TBB Eğitim ve Yerel Yönetimler Çalıştayı
Milli Eğitim Bakanı Ziya Selçuk: "Eğitim bir millet, bir memleket ödevidir. Onu yüceltmek ve yükseltmek zorundayız. Bu resmi bir vazife değildir."
TBB Başkanı Fatma Şahin: "Gençlerin hayatına dokunmamız lazım. Dokunamazsak elimizden kayıp giderler."
Türkiye Belediyeler Birliği (TBB) ve Milli Eğitim Bakanlığı (MEB) iş birliğinde düzenlenen 'Eğitim ve Yerel Yönetimler Çalıştayı' Milli Eğitim Bakanı Ziya Selçuk'un katılımıyla TBB hizmet binasında başladı.
Toplantıya, Yerel Yönetimler Politikaları Kurulu üyeleri, belediye başkanları, MEB personeli, akademisyenler, kamu kurumları ve STK temsilcileri, okul aile birliklerinden temsilciler ile öğrenciler katıldı.

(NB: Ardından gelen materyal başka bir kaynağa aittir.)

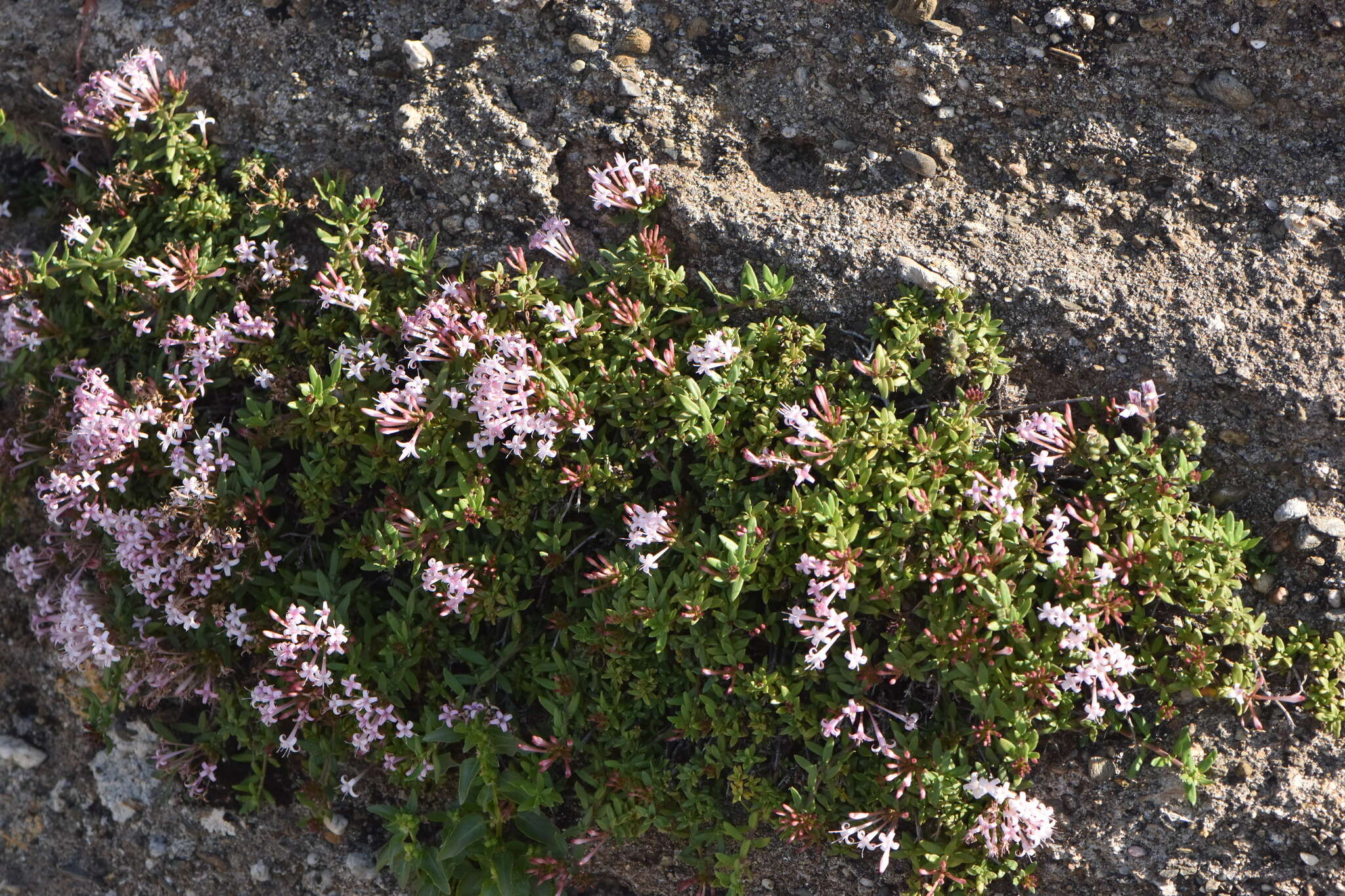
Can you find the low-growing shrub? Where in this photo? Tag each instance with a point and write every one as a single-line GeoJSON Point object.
{"type": "Point", "coordinates": [564, 559]}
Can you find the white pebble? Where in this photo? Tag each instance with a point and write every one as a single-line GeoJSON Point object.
{"type": "Point", "coordinates": [1059, 18]}
{"type": "Point", "coordinates": [417, 55]}
{"type": "Point", "coordinates": [19, 753]}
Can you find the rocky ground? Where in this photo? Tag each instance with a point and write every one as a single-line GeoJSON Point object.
{"type": "Point", "coordinates": [1141, 190]}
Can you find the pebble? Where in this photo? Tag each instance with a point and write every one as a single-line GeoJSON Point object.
{"type": "Point", "coordinates": [939, 26]}
{"type": "Point", "coordinates": [417, 55]}
{"type": "Point", "coordinates": [361, 867]}
{"type": "Point", "coordinates": [942, 148]}
{"type": "Point", "coordinates": [635, 42]}
{"type": "Point", "coordinates": [1101, 767]}
{"type": "Point", "coordinates": [1332, 526]}
{"type": "Point", "coordinates": [912, 272]}
{"type": "Point", "coordinates": [917, 163]}
{"type": "Point", "coordinates": [583, 45]}
{"type": "Point", "coordinates": [914, 11]}
{"type": "Point", "coordinates": [1184, 146]}
{"type": "Point", "coordinates": [20, 753]}
{"type": "Point", "coordinates": [1059, 18]}
{"type": "Point", "coordinates": [1292, 509]}
{"type": "Point", "coordinates": [1227, 89]}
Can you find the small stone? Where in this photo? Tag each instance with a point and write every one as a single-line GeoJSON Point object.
{"type": "Point", "coordinates": [20, 753]}
{"type": "Point", "coordinates": [914, 11]}
{"type": "Point", "coordinates": [417, 55]}
{"type": "Point", "coordinates": [1305, 539]}
{"type": "Point", "coordinates": [939, 26]}
{"type": "Point", "coordinates": [215, 822]}
{"type": "Point", "coordinates": [942, 148]}
{"type": "Point", "coordinates": [581, 45]}
{"type": "Point", "coordinates": [361, 867]}
{"type": "Point", "coordinates": [1292, 509]}
{"type": "Point", "coordinates": [1227, 89]}
{"type": "Point", "coordinates": [1181, 146]}
{"type": "Point", "coordinates": [912, 272]}
{"type": "Point", "coordinates": [919, 164]}
{"type": "Point", "coordinates": [635, 42]}
{"type": "Point", "coordinates": [1334, 527]}
{"type": "Point", "coordinates": [1059, 18]}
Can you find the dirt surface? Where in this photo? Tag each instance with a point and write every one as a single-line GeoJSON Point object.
{"type": "Point", "coordinates": [1142, 191]}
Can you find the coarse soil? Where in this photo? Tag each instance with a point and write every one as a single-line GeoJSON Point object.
{"type": "Point", "coordinates": [1142, 192]}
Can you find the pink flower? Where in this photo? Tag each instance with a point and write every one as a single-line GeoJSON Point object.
{"type": "Point", "coordinates": [623, 184]}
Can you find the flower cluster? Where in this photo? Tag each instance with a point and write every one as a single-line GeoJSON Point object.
{"type": "Point", "coordinates": [717, 350]}
{"type": "Point", "coordinates": [625, 184]}
{"type": "Point", "coordinates": [1051, 433]}
{"type": "Point", "coordinates": [1106, 660]}
{"type": "Point", "coordinates": [1013, 821]}
{"type": "Point", "coordinates": [827, 584]}
{"type": "Point", "coordinates": [125, 95]}
{"type": "Point", "coordinates": [450, 582]}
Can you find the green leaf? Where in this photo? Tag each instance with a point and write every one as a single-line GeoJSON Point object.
{"type": "Point", "coordinates": [462, 834]}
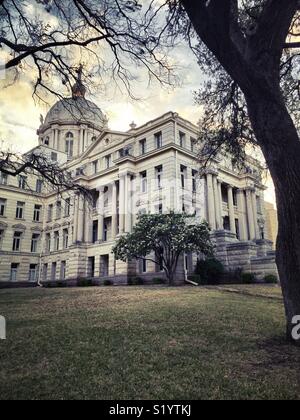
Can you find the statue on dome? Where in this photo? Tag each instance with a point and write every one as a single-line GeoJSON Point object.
{"type": "Point", "coordinates": [79, 90]}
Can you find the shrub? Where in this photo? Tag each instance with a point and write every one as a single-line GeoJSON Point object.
{"type": "Point", "coordinates": [248, 278]}
{"type": "Point", "coordinates": [135, 281]}
{"type": "Point", "coordinates": [157, 280]}
{"type": "Point", "coordinates": [210, 271]}
{"type": "Point", "coordinates": [61, 284]}
{"type": "Point", "coordinates": [108, 283]}
{"type": "Point", "coordinates": [271, 279]}
{"type": "Point", "coordinates": [84, 283]}
{"type": "Point", "coordinates": [195, 278]}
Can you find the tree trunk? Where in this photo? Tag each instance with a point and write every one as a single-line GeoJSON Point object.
{"type": "Point", "coordinates": [170, 273]}
{"type": "Point", "coordinates": [280, 144]}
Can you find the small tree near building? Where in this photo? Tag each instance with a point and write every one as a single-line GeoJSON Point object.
{"type": "Point", "coordinates": [162, 239]}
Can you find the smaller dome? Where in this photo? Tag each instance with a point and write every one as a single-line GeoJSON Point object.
{"type": "Point", "coordinates": [76, 110]}
{"type": "Point", "coordinates": [79, 90]}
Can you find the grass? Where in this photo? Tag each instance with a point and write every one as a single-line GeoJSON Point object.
{"type": "Point", "coordinates": [145, 343]}
{"type": "Point", "coordinates": [269, 291]}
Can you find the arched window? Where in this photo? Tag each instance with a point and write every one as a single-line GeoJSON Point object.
{"type": "Point", "coordinates": [69, 144]}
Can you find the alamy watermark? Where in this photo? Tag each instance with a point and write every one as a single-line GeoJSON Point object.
{"type": "Point", "coordinates": [296, 329]}
{"type": "Point", "coordinates": [2, 69]}
{"type": "Point", "coordinates": [2, 328]}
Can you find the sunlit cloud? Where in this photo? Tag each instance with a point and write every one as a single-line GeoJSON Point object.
{"type": "Point", "coordinates": [20, 114]}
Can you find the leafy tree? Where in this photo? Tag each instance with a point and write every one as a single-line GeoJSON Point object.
{"type": "Point", "coordinates": [248, 50]}
{"type": "Point", "coordinates": [166, 237]}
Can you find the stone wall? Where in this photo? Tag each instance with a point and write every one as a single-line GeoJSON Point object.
{"type": "Point", "coordinates": [252, 256]}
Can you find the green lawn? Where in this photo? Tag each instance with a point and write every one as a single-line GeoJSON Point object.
{"type": "Point", "coordinates": [145, 343]}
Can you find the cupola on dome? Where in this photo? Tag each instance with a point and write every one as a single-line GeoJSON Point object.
{"type": "Point", "coordinates": [76, 109]}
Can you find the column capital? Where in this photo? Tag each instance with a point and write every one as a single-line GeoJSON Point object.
{"type": "Point", "coordinates": [125, 173]}
{"type": "Point", "coordinates": [211, 171]}
{"type": "Point", "coordinates": [250, 189]}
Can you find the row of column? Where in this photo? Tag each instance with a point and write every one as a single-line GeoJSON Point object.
{"type": "Point", "coordinates": [121, 211]}
{"type": "Point", "coordinates": [81, 145]}
{"type": "Point", "coordinates": [246, 203]}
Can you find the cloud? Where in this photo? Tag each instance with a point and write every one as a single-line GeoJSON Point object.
{"type": "Point", "coordinates": [19, 114]}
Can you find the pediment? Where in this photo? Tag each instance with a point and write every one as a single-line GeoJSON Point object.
{"type": "Point", "coordinates": [37, 229]}
{"type": "Point", "coordinates": [19, 226]}
{"type": "Point", "coordinates": [105, 141]}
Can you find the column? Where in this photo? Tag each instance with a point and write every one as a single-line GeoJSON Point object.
{"type": "Point", "coordinates": [211, 202]}
{"type": "Point", "coordinates": [128, 203]}
{"type": "Point", "coordinates": [80, 144]}
{"type": "Point", "coordinates": [231, 210]}
{"type": "Point", "coordinates": [135, 198]}
{"type": "Point", "coordinates": [250, 214]}
{"type": "Point", "coordinates": [221, 204]}
{"type": "Point", "coordinates": [75, 225]}
{"type": "Point", "coordinates": [254, 206]}
{"type": "Point", "coordinates": [242, 215]}
{"type": "Point", "coordinates": [80, 219]}
{"type": "Point", "coordinates": [217, 203]}
{"type": "Point", "coordinates": [88, 223]}
{"type": "Point", "coordinates": [114, 220]}
{"type": "Point", "coordinates": [101, 215]}
{"type": "Point", "coordinates": [122, 204]}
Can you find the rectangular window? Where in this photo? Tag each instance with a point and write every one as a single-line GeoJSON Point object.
{"type": "Point", "coordinates": [63, 270]}
{"type": "Point", "coordinates": [37, 213]}
{"type": "Point", "coordinates": [2, 207]}
{"type": "Point", "coordinates": [144, 181]}
{"type": "Point", "coordinates": [48, 242]}
{"type": "Point", "coordinates": [143, 266]}
{"type": "Point", "coordinates": [159, 176]}
{"type": "Point", "coordinates": [95, 231]}
{"type": "Point", "coordinates": [91, 266]}
{"type": "Point", "coordinates": [34, 242]}
{"type": "Point", "coordinates": [56, 241]}
{"type": "Point", "coordinates": [107, 161]}
{"type": "Point", "coordinates": [45, 272]}
{"type": "Point", "coordinates": [193, 144]}
{"type": "Point", "coordinates": [67, 207]}
{"type": "Point", "coordinates": [17, 241]}
{"type": "Point", "coordinates": [183, 171]}
{"type": "Point", "coordinates": [66, 238]}
{"type": "Point", "coordinates": [20, 210]}
{"type": "Point", "coordinates": [1, 237]}
{"type": "Point", "coordinates": [53, 271]}
{"type": "Point", "coordinates": [3, 178]}
{"type": "Point", "coordinates": [143, 147]}
{"type": "Point", "coordinates": [14, 272]}
{"type": "Point", "coordinates": [194, 180]}
{"type": "Point", "coordinates": [182, 138]}
{"type": "Point", "coordinates": [95, 167]}
{"type": "Point", "coordinates": [33, 273]}
{"type": "Point", "coordinates": [22, 182]}
{"type": "Point", "coordinates": [159, 209]}
{"type": "Point", "coordinates": [50, 212]}
{"type": "Point", "coordinates": [107, 229]}
{"type": "Point", "coordinates": [54, 156]}
{"type": "Point", "coordinates": [58, 210]}
{"type": "Point", "coordinates": [39, 186]}
{"type": "Point", "coordinates": [158, 140]}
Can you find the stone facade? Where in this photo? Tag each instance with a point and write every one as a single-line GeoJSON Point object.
{"type": "Point", "coordinates": [151, 168]}
{"type": "Point", "coordinates": [271, 222]}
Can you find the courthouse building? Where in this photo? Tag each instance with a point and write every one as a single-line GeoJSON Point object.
{"type": "Point", "coordinates": [149, 168]}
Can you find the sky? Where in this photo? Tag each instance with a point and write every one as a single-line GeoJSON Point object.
{"type": "Point", "coordinates": [20, 113]}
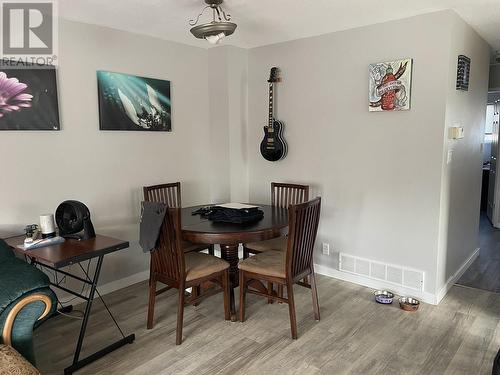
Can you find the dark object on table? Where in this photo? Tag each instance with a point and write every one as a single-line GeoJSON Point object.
{"type": "Point", "coordinates": [73, 252]}
{"type": "Point", "coordinates": [286, 268]}
{"type": "Point", "coordinates": [203, 211]}
{"type": "Point", "coordinates": [73, 217]}
{"type": "Point", "coordinates": [152, 216]}
{"type": "Point", "coordinates": [25, 300]}
{"type": "Point", "coordinates": [170, 194]}
{"type": "Point", "coordinates": [172, 266]}
{"type": "Point", "coordinates": [229, 236]}
{"type": "Point", "coordinates": [235, 216]}
{"type": "Point", "coordinates": [496, 364]}
{"type": "Point", "coordinates": [384, 297]}
{"type": "Point", "coordinates": [409, 304]}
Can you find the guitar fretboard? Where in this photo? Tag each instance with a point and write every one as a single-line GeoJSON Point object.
{"type": "Point", "coordinates": [271, 105]}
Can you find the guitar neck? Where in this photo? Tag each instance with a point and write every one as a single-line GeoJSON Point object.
{"type": "Point", "coordinates": [271, 105]}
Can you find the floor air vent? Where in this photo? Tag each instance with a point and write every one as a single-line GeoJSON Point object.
{"type": "Point", "coordinates": [390, 273]}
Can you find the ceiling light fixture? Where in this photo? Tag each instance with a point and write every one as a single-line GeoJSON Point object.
{"type": "Point", "coordinates": [216, 30]}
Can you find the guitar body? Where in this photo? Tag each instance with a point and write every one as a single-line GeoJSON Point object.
{"type": "Point", "coordinates": [273, 146]}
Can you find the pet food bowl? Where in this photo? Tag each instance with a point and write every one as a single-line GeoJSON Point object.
{"type": "Point", "coordinates": [409, 304]}
{"type": "Point", "coordinates": [384, 297]}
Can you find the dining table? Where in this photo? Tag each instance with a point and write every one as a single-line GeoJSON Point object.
{"type": "Point", "coordinates": [199, 229]}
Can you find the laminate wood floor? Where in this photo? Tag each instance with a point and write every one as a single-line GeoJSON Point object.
{"type": "Point", "coordinates": [355, 336]}
{"type": "Point", "coordinates": [484, 272]}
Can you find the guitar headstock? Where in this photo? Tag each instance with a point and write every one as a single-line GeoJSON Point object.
{"type": "Point", "coordinates": [274, 76]}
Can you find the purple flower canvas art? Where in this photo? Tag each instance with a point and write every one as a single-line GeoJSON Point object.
{"type": "Point", "coordinates": [12, 95]}
{"type": "Point", "coordinates": [28, 98]}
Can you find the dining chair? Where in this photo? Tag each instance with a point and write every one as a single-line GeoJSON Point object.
{"type": "Point", "coordinates": [170, 194]}
{"type": "Point", "coordinates": [172, 266]}
{"type": "Point", "coordinates": [282, 196]}
{"type": "Point", "coordinates": [286, 267]}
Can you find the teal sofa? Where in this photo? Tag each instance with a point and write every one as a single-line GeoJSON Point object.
{"type": "Point", "coordinates": [25, 301]}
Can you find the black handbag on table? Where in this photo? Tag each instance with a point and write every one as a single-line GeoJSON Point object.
{"type": "Point", "coordinates": [235, 216]}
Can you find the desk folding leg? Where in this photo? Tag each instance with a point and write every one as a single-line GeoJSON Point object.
{"type": "Point", "coordinates": [77, 362]}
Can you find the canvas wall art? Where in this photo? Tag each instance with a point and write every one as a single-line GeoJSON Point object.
{"type": "Point", "coordinates": [128, 102]}
{"type": "Point", "coordinates": [390, 85]}
{"type": "Point", "coordinates": [28, 98]}
{"type": "Point", "coordinates": [463, 73]}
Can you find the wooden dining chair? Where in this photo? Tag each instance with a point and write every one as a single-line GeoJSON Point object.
{"type": "Point", "coordinates": [286, 267]}
{"type": "Point", "coordinates": [282, 196]}
{"type": "Point", "coordinates": [170, 194]}
{"type": "Point", "coordinates": [175, 268]}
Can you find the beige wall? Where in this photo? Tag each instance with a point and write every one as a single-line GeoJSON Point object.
{"type": "Point", "coordinates": [379, 173]}
{"type": "Point", "coordinates": [106, 169]}
{"type": "Point", "coordinates": [461, 179]}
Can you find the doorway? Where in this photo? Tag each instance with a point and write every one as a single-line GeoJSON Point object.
{"type": "Point", "coordinates": [484, 272]}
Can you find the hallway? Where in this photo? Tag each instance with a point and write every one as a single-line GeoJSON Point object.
{"type": "Point", "coordinates": [484, 273]}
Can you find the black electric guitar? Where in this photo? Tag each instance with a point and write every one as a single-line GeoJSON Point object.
{"type": "Point", "coordinates": [273, 146]}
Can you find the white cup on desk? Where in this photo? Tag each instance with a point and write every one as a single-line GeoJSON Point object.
{"type": "Point", "coordinates": [47, 226]}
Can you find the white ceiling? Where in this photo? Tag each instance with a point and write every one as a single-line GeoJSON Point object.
{"type": "Point", "coordinates": [262, 22]}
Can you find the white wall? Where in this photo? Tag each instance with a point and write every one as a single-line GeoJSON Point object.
{"type": "Point", "coordinates": [107, 169]}
{"type": "Point", "coordinates": [461, 178]}
{"type": "Point", "coordinates": [379, 173]}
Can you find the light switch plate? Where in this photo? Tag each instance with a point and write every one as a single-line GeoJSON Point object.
{"type": "Point", "coordinates": [457, 132]}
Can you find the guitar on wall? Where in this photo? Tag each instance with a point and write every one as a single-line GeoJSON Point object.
{"type": "Point", "coordinates": [273, 146]}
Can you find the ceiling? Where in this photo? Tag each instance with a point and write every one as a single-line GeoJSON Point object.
{"type": "Point", "coordinates": [262, 22]}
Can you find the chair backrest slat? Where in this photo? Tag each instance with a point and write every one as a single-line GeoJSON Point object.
{"type": "Point", "coordinates": [170, 194]}
{"type": "Point", "coordinates": [167, 259]}
{"type": "Point", "coordinates": [302, 229]}
{"type": "Point", "coordinates": [283, 195]}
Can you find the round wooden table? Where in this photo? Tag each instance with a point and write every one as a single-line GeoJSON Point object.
{"type": "Point", "coordinates": [198, 229]}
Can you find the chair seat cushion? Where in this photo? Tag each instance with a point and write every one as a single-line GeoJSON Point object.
{"type": "Point", "coordinates": [278, 243]}
{"type": "Point", "coordinates": [199, 265]}
{"type": "Point", "coordinates": [12, 363]}
{"type": "Point", "coordinates": [269, 263]}
{"type": "Point", "coordinates": [17, 278]}
{"type": "Point", "coordinates": [189, 246]}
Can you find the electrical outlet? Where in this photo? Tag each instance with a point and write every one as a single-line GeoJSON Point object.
{"type": "Point", "coordinates": [326, 248]}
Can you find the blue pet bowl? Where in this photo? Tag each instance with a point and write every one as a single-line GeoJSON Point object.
{"type": "Point", "coordinates": [384, 297]}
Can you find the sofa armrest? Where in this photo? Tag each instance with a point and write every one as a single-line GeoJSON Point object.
{"type": "Point", "coordinates": [16, 309]}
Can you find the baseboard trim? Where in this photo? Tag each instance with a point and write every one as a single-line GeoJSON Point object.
{"type": "Point", "coordinates": [457, 275]}
{"type": "Point", "coordinates": [374, 284]}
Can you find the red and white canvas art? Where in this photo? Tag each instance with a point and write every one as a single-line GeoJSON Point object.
{"type": "Point", "coordinates": [390, 85]}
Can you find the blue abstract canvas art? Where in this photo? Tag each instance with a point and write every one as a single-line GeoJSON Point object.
{"type": "Point", "coordinates": [128, 102]}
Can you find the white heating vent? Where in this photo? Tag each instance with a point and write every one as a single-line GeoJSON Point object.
{"type": "Point", "coordinates": [390, 273]}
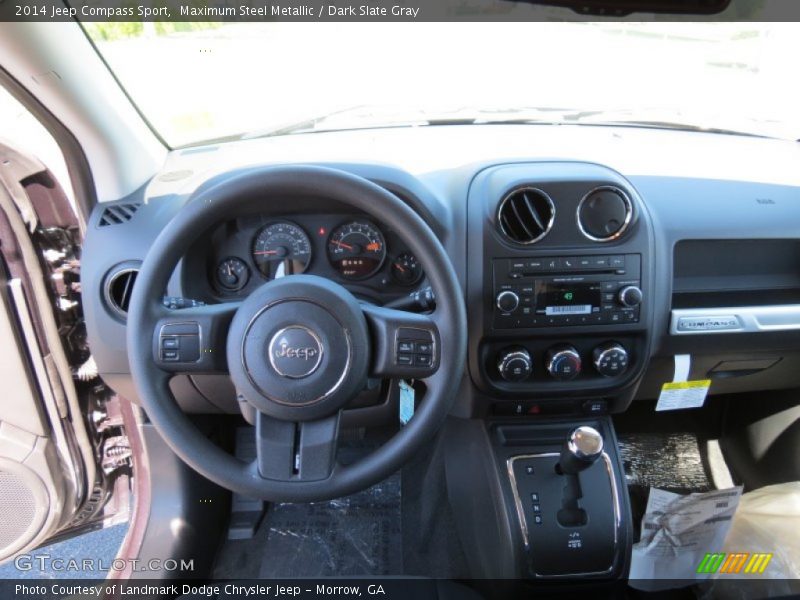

TBB ve Gaziantep Büyükşehir Belediye Başkanı Fatma Şahin, dünyanın onuncu büyük ekonomisi olma hedefinde ilerlerken en önemli kısmın beşeri sermaye ve insana yatırım olduğunu belirterek bu yolda emin adımlarla ilerlediklerini söyledi. Medeniyet kodlarımızın bunu emrettiğini hatırlatan Şahin, "Bugün sevgili Peygamberimizin doğum gününü kutluyoruz. İlk vahiy; 'oku'. Dolayısıyla bizim okuyarak gitmemiz gereken çok önemli bir medeniyet yolculuğumuz var." dedi.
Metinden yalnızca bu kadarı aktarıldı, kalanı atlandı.